A weighting factor multiplied by each of the values received from the negative activity detector,

The weighting factor has a variable value for each value received from the negative activity detector.

Wireless communication device.

The method of claim 5,

Each of the threshold enable value and the threshold disable value has a unique value for each of the transmission state and idle state 402 of the device.

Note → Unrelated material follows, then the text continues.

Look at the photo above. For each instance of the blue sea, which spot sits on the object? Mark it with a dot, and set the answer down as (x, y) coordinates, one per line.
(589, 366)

Wireless communication device.

A method of automatically sending a voice signal to a wireless device,

Receiving an audio signal,

Buffering the audio signal to form a buffered audio signal;

Assigning a probability factor to the audio signal;

Transmitting the buffered audio signal when the probability factor exceeds a threshold enable value

Automatic transmission method comprising a.

The method of claim 8,

Stopping transmission of the buffered audio signal when the probability factor falls below a threshold disable value.

Automatic transmission method further comprising.

The method of claim 8,

The probability factor is a function of a plurality of samples of the audio signal.